This graceful author beckons us along. We willingly follow despite unanswered questions that remain unanswered for many pages. We don’t feel that Rufin is being coy or toying with us. Through the restraint of his deliberate pacing and the spare simplicity of his scenes (not a word is superfluous) what we feel is a modern parable about loyalty to others, fidelity to one’s convictions, and the self-effacement needed to bear the consequences of living by one’s beliefs.

The setting is 1919, after the War, in a forgotten French town. A sweltering heat wave has made everyone lethargic yet prickly. A mangy dog with a torn ear barks incessantly outside an abandoned barrack that now houses a single prisoner of war. Who is he? To whom does the dog belong? Why does it bark incessantly, then inexplicably stop, as if telepathic, whenever the prisoner is being questioned, only to resume its existential howling afterward?

It is rare for a short novel to be so well constructed, its characters rendered with minimal strokes as if they were line drawings. The prisoner’s judge and interrogator, an upper-class military officer, comes to the task with his own baggage. Away at the front for years, he is eager to return to his family in Paris. But inculcated with a sense of duty, he remains to interrogate the accused. His sense of moral fairness compels him to offer the accused several ways of exoneration. But the prisoner refuses to take an easy way out.
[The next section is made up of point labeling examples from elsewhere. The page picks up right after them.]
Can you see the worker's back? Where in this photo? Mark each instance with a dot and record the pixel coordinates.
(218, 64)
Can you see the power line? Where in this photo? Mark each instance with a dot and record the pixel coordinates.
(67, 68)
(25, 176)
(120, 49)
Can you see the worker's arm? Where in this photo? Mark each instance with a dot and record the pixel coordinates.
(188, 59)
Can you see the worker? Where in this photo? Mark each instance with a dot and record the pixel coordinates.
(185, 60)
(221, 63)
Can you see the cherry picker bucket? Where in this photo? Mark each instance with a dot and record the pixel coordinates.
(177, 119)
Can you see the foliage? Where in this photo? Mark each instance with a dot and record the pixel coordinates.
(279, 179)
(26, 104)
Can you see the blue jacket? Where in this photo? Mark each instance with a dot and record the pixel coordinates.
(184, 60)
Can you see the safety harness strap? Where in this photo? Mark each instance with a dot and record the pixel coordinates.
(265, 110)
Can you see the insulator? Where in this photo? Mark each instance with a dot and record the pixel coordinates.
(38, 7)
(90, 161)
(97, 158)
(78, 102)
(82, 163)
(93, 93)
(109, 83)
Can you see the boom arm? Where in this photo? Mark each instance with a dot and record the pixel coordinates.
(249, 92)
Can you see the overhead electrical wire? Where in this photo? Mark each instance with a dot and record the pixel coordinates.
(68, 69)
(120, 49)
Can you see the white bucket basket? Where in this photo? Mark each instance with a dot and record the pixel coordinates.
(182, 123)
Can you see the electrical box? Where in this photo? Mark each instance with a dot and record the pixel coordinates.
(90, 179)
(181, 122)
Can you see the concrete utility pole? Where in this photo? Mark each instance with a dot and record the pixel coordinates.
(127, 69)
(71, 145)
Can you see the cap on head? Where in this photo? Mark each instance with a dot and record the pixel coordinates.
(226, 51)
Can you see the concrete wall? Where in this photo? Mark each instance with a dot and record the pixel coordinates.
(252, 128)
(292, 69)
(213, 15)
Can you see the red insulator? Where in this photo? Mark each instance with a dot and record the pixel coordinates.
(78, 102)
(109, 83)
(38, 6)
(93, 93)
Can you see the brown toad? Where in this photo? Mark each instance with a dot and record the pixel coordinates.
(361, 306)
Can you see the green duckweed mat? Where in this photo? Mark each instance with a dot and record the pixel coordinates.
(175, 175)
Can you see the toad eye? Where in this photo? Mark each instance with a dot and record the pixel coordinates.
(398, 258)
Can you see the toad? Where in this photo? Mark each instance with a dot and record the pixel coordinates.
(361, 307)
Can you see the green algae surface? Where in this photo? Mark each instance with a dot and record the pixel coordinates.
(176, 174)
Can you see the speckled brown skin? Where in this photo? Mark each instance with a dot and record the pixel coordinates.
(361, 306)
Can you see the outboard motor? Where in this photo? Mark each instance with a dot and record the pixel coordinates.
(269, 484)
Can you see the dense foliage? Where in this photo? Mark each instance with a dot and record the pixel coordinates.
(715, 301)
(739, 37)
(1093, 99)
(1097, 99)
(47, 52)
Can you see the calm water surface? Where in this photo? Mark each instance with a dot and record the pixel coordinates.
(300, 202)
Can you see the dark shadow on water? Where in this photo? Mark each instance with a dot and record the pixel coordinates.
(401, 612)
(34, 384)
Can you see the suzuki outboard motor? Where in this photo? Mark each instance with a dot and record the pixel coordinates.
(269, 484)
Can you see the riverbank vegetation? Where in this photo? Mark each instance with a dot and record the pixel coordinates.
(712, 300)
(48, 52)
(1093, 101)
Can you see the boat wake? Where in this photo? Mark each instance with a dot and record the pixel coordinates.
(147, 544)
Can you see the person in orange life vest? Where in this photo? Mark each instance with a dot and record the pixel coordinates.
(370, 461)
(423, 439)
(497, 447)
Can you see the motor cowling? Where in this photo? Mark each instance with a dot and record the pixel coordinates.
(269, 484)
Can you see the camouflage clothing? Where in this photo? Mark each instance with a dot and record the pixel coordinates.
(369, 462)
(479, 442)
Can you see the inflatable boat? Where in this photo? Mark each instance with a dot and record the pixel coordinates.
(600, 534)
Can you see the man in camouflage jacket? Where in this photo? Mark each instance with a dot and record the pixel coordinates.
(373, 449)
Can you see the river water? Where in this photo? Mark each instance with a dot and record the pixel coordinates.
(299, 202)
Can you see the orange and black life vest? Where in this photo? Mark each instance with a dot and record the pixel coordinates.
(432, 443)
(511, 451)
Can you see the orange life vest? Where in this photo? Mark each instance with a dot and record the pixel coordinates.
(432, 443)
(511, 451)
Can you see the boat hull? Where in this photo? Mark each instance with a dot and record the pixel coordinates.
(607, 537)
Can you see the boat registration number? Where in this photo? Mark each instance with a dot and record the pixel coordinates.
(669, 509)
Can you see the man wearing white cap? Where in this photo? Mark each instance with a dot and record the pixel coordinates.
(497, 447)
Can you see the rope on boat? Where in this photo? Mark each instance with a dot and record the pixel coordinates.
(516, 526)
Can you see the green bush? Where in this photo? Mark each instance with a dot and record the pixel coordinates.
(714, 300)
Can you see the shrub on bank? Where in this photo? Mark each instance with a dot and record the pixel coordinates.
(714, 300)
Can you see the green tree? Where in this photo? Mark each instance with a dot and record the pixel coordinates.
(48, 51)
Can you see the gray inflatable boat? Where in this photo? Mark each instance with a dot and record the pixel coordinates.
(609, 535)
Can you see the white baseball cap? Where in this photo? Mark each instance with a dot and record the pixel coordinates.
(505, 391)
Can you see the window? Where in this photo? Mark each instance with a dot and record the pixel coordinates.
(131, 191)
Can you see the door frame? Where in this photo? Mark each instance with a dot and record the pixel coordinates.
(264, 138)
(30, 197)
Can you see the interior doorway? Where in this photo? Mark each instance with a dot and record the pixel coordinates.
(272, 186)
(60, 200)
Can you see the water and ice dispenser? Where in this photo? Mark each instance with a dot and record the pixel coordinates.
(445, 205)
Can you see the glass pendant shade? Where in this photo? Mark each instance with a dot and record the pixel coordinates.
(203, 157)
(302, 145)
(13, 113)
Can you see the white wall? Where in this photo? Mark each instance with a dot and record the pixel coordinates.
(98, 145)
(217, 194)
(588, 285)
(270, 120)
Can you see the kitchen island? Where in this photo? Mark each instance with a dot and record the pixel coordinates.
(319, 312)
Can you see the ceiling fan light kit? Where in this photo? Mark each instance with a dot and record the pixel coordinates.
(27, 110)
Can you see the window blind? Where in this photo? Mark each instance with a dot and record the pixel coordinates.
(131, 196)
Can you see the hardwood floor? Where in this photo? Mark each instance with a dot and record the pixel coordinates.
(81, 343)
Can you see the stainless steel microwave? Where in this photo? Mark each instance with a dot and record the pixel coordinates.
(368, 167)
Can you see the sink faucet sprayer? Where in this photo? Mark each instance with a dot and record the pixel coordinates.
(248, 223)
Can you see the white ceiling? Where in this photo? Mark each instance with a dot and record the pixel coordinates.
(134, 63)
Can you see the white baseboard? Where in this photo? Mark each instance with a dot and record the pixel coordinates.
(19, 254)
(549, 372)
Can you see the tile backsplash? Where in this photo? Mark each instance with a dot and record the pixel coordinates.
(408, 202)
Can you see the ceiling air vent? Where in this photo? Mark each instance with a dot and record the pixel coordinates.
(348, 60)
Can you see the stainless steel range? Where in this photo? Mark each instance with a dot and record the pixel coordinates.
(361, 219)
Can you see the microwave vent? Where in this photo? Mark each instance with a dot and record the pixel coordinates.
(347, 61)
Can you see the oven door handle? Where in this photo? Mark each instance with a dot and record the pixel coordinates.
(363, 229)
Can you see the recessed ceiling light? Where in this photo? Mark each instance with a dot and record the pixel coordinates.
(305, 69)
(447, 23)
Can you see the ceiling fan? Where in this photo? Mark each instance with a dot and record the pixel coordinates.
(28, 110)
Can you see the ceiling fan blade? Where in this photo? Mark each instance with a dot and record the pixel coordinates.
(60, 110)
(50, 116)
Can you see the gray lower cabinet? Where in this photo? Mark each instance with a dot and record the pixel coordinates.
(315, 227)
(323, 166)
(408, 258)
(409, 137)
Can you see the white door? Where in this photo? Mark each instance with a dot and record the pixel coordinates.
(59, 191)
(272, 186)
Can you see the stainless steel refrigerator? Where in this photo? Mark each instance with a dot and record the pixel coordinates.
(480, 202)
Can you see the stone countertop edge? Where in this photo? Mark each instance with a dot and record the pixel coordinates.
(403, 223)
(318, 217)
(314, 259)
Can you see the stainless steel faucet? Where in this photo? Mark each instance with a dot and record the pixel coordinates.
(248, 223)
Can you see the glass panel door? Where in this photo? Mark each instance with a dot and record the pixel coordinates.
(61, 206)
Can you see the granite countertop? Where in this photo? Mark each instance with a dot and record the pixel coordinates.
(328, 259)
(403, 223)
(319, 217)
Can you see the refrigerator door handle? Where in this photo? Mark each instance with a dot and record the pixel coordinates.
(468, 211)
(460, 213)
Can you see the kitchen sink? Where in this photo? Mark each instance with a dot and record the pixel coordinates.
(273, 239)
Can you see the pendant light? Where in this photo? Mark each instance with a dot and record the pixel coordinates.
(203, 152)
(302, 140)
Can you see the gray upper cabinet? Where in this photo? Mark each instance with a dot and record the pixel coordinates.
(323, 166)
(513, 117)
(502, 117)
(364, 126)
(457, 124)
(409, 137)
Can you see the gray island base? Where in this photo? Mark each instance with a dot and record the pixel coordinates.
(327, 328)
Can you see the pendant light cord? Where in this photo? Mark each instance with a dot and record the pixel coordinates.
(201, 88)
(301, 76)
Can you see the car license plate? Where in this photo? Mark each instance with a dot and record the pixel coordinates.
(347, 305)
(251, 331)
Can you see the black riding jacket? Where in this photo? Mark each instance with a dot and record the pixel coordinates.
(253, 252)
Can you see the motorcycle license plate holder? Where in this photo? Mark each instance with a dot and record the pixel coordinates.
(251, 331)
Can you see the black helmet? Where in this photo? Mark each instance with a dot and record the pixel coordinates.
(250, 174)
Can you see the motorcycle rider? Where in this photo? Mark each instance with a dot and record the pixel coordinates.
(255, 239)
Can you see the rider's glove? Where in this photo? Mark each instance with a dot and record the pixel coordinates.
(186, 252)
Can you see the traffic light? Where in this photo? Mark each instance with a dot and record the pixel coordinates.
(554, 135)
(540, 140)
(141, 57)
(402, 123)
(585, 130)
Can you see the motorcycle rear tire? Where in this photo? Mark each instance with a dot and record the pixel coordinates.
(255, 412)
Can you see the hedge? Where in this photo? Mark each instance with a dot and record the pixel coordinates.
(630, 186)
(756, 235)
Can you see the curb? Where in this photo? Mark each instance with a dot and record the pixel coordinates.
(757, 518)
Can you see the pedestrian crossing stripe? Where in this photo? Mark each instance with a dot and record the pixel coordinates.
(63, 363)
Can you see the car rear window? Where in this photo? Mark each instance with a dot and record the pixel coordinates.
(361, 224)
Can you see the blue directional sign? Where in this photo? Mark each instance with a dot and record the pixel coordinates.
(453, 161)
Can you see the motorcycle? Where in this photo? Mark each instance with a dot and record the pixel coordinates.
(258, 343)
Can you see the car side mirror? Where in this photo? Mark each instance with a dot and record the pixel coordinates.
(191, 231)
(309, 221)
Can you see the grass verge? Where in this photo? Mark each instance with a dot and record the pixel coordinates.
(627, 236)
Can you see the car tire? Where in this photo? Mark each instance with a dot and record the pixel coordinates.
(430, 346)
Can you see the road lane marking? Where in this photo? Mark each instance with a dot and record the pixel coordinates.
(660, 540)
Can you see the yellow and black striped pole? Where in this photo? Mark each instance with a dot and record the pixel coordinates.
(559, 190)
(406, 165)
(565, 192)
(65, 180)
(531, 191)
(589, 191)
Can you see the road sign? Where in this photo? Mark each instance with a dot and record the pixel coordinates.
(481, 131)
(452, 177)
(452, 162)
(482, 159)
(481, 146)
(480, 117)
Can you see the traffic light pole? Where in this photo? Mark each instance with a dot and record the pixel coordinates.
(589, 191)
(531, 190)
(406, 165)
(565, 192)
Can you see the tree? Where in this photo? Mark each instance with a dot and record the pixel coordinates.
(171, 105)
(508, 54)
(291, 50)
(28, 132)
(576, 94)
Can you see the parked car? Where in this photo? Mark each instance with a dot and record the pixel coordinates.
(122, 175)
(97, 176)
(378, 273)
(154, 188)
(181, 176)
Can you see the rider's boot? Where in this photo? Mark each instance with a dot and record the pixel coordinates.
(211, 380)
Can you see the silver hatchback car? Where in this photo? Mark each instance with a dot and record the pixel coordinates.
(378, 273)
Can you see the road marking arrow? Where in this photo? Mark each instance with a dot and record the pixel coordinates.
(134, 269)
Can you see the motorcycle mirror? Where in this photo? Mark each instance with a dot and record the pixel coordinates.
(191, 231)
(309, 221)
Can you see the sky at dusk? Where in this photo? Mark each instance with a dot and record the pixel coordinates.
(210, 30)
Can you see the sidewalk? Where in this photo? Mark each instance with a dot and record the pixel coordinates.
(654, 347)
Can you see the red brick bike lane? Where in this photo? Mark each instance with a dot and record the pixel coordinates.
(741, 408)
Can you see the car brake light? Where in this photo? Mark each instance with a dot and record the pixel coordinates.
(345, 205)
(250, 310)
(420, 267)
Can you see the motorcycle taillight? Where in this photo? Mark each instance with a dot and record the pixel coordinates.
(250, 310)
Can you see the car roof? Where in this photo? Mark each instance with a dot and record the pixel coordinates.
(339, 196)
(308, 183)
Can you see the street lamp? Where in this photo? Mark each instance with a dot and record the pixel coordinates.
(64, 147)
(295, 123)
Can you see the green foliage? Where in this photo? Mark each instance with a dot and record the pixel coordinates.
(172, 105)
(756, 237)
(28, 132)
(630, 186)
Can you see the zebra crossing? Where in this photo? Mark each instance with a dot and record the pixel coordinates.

In the countryside miles from where the prisoner is held, a well-read, self-sufficient woman ekes out a subsistence living on her inherited farm. “She never spoke to anyone without crossing her hands behind her back.” She waits, alternately hopeful, resigned, and angry. Who is her boy’s father, and why won’t she reveal his identity to the military judge? Prior to his capture the prisoner had been following her. Or had he been following the boy?

At the end a final question is resolved: How does the faithful dog bind all these characters together, a dog who in the trenches could easily distinguish friend from foe and attacked foes instinctively on sight? Europa Editions has once again offered to English readers a wonderful book that makes us question our own character and the beliefs we hold most dear.